Gorsuch was immediately asked about the Supreme Court decision during his confirmation hearings and the media understandably wrote about the case. But unless you were reading a legal blog, you almost certainly didn’t get any analysis of the legal underpinnings of the decision. What you likely saw were headlines like ‘Gorsuch thinks kids don’t deserve a good education’ or ‘Supreme Court unanimously says Gorsuch was wrong.’

The legal analysis missing there renders those headlines ridiculous. In 1982, the U.S. Supreme Court, by a vote of 6-3, decided Board of Education v. Rowley. Rowley was the first case to hold that a public school must provide a free and appropriate public education (FAPE) to all students, including those with disabilities.

But it didn’t provided a clear standard of what that means for students who are not in a regular classroom, because the student in Rowley was in a regular classroom. Thus, that was an issue the Court never had to reach.

About 15 years after Rowley, the 10th Circuit Court of Appeals came up with a standard to apply to determine if students who were not in regular classes were receiving a FAPE. This case was Urban v. Jefferson County School District and it was decided in 1996. In 1996 Neil Gorsuch was in private practice in a law firm in Washington D.C. He had absolutely nothing to do with the case that established the legal principle in question.

In 2008 a similar case came before the 10th Circuit. By that time, Gorsuch had been appointed to the federal bench. He applied the precedent from his court’s 1996 decision and the two other judges hearing the case with him concurred in his decision.

The case the Supreme Court overturned wasn’t even the one Gorsuch decided. It was an entirely separate matter from 2015 that Gorsuch wasn’t even involved in. Those two cases were decided by judges appointed to the 10th Circuit Court of Appeals by Presidents Reagan, Bush, Clinton and Obama and there were no dissents in either case.

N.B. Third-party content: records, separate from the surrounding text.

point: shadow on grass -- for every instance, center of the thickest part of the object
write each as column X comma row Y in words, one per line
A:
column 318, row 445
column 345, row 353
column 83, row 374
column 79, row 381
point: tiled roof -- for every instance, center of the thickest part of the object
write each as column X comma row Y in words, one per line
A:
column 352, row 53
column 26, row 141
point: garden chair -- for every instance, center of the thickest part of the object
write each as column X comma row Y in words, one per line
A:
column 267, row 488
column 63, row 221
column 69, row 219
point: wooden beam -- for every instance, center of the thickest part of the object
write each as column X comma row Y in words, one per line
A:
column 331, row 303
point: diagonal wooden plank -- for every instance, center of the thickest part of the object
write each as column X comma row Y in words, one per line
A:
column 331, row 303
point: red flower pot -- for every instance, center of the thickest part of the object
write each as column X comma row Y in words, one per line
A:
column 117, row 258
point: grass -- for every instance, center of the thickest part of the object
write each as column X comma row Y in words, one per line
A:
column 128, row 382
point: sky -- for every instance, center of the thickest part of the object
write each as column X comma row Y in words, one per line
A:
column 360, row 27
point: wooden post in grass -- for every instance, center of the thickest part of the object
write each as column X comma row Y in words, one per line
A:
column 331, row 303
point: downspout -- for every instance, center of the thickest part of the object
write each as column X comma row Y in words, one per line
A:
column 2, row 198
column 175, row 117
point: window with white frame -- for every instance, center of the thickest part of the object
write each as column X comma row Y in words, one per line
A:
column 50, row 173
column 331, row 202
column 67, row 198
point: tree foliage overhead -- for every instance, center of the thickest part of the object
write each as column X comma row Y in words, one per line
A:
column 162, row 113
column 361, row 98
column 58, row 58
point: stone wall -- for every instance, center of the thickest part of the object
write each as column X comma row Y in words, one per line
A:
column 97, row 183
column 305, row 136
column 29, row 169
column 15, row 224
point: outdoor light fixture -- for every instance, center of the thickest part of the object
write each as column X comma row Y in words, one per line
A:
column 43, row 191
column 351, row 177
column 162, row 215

Some of the mischaracterization of the Supreme Court decision was undoubtedly related to the fact that Gorsuch has a pending Supreme Court nomination and so there is political motivation to either support or detract from him. But this problem of evaluating the decisions of judges based upon whether we personally like the end result, regardless of the law, is not unique to this one case.

People who know that I’m a lawyer will often approach me and say something along the lines of ‘Can you believe the judge in that case only gave that guy five years in prison?’ And I’ll reply, ‘Did you know that five years was the maximum sentence for that crime?’ Invariably, they didn’t.

The problem is that while we know there’s a legal process to be followed, we also know that we personally want to see a particular outcome in a case, something that fulfills our sense of justice in that matter. But that’s not how we empower judges to act. Judges aren’t free to disregard the law and willy nilly impose any result they might like. The judiciary is but one of three co-equal branches of government. The law sometimes mandates that a judge reach a decision that they don’t particularly like either.

The 10th Circuit unquestionably got this legal issue wrong way in 1996. Congress could have acted to clarify the statute, but they chose not to. The Supreme Court could have taken the original case back in 1996 or the case Gorsuch decided in 2008. When the issue finally got to the High Court now, they clarified their 1982 decision. All U.S. courts will now be required to follow their lead, precisely because of those same rules of precedent and controlling authority.


David Hejmanowski

Contributing Columnist

David Hejmanowski is Judge of the Probate/Juvenile Division of the Delaware County Delaware County Court of Common Pleas.